The primary difference between a TASER and a contact stun gun is the distance at which they can be used. The TASER shoots two darts, or probes, like miniature harpoons. These are connected by thin wire back to the TASER cartridge. The current is transported down the wire and can, in fact, cause incapacitation. But there is a big if.

The effective practical range for civilian devices is between 10 to 12 feet, depending on the device. This gives a probe spread of about 12 to 15 inches for the electricity to course through. The probes deliver the electrical current into the muscles, causing them to lock or twitch. The back, thighs and buttocks are the ideal target area as they have the most muscle mass. And the TASER current actually pulses, which compounds the effect. But if the probes impact too closely together, the incapacitation effect becomes limited.
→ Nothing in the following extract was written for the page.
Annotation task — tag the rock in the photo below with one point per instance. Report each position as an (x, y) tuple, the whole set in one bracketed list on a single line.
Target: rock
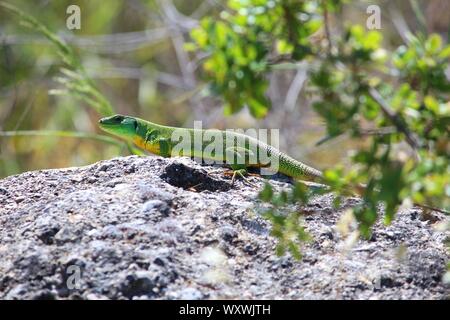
[(155, 228)]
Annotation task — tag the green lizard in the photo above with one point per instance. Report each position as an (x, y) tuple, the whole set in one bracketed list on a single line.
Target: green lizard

I’ve deployed TASERs during arrest and control classes over the years on a couple hundred police cadets who volunteered to receive the full five-second law enforcement exposure. Some civilian TASER models run for 30 seconds to allow time for victims to get away. The tests were conducted in a gymnasium under tightly controlled conditions, against cadets wearing gym shorts and T-shirts. Under those conditions, the TASER never failed to incapacitate the cadets for the full five seconds of the exposure. Recovery after exposure was immediate.
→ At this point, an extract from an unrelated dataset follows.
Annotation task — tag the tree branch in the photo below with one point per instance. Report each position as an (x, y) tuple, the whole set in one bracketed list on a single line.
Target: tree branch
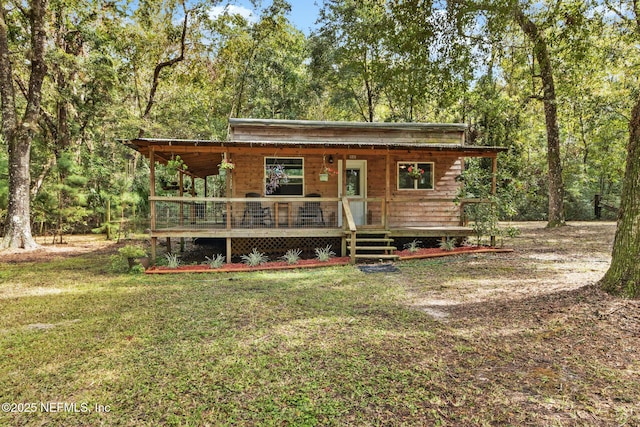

Important to keep in mind, the TASER isn’t deployed under those ideal conditions in real life. Just like with any weapon — even firearms — TASER’s effectiveness degrades under real-life conditions, which are far less orderly than those during training.

Even if the probes fail to hit the intended target area, you can still use the TASER as a contact stun gun after firing the probes.

Civilian Use

Today, there are seven different TASER models available for civilian purchase, including a contact stun gun/flashlight. The lower-priced TASERs are single-shot designs but reloadable. Prices range from $129.99 for the rechargeable Strikelight contact stun gun to $1,599.99 for the two-shot TASER 7Q. At $399, the single-shot TASER Pulse is the best option in terms of price, operation and concealability. Read all the info on the TASER website before purchasing.

Stun Guns or TASERs?

I can’t declare one better than the other. Contact stun guns and TASERs are distinctly different in terms of operation, price and potential effectiveness. With the pros and cons laid out, the type that works best for you will likely be the one you can afford and the one that you are most likely to have with you when needed. The most expensive models are quite large and are best suited for home or business defense. But before you make a final decision, make sure that any such electronic self-defense device is legal in your state and local jurisdiction.